Panafrican News Agency (Dakar)

February 26, 2001
Posted to the web February 27, 2001

Ouagadougou, Burkina Faso

Though it was in the red until recently, Air Burkina is making a fast turnround that would soon give the company a higher profile as a regional carrier in West Africa.

Thanks to its privatisation this year, the company is aiming at a 3.5 billion CFA francs business turnover this year.

Set up in 1966, Air Burkina took off the following year with a 35 million CFA francs share capital of which 56 percent was held by the state, 17 percent was owned by SOGETRAF (a subsidiary company of Air France) and 17 percent by the private sector in Burkina Faso.

The airline purchased its first aircraft, a 'Banderaute', in 1978 at a cost of 270 million CFA francs. In 1983 it added a Fokker F28 to its fleet and extended its wings to the capitals of neighbouring countries.

According to the Treaty of Yaounde, which founded the multinational Air Afrique, a national airline can only cover neighbouring countries.

With somewhat limited ambitions, the company focused largely on chartering its planes to individuals and organisations while it shared some passenger and freight traffic with Air Afrique.

In addition to its domestic Ouaga-Bobo route, "Air Burkina fulfils its mission of "an airline of good relations" and of a tool for opening up the sub-region", said Marobi Bamba, who was in charge of the company's restructuring.

According to statistics provided by the Ministry of Transport and Tourism, freight accounts for over 500 million CFA Francs revenue annually and the airline controls 80 percent of the market in the capitals covered with up to 45,000 passengers a year.

Though servicing of Air Burkina planes during transit is carried out by Air Afrique, problems experienced by the latter may lead to stopping the exchange of tickets and passengers due to non-payment by Air Burkina.

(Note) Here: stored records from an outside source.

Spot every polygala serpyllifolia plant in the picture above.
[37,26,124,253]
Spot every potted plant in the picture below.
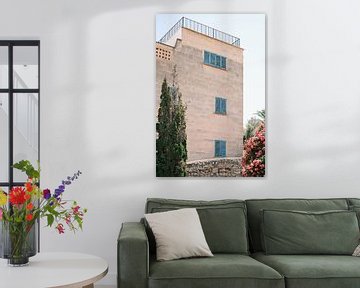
[0,160,86,266]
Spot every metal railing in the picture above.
[159,17,240,47]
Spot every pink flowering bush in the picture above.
[241,123,265,177]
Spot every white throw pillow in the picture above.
[145,208,213,261]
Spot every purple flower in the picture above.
[54,170,82,200]
[43,189,51,200]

By 1992 Air Burkina had an accumulated deficit of one billion CFA Francs which prompted authorities to adopt a redress plan the following year.

Implementation of the plan, however, was beset with many obstacles as the company's total debt soared after the devaluation of the CFA Franc.

Partial privatisation of the airline aims at maintaining the level of its competitiveness while minimising running costs.

According Bamba, measures taken as part of the restructuring have led to reshaping the management set-up and redesigning the flow of passenger traffic.

In view of the difficulties brought about by devaluation of the CFA franc, the World Bank had suggested a total privatisation of the company.

The privatisation agreement of Air Burkina and the airline's takeover on 21 February 2001 by the Aga Khan Group as the principal shareholder should extend its business horizon.

The Aga Khan Group now controls 56 percent shares in the company, with the government retaining 14 percent shares while local operators and the company's staff hold the remaining 30 percent shares.

Under this agreement, Air Burkina will retain its 103 permanent employees. Currently, management intends to acquire a bigger aircraft and widen the airline's network to include Dakar, Accra and Libreville among other regional destinations.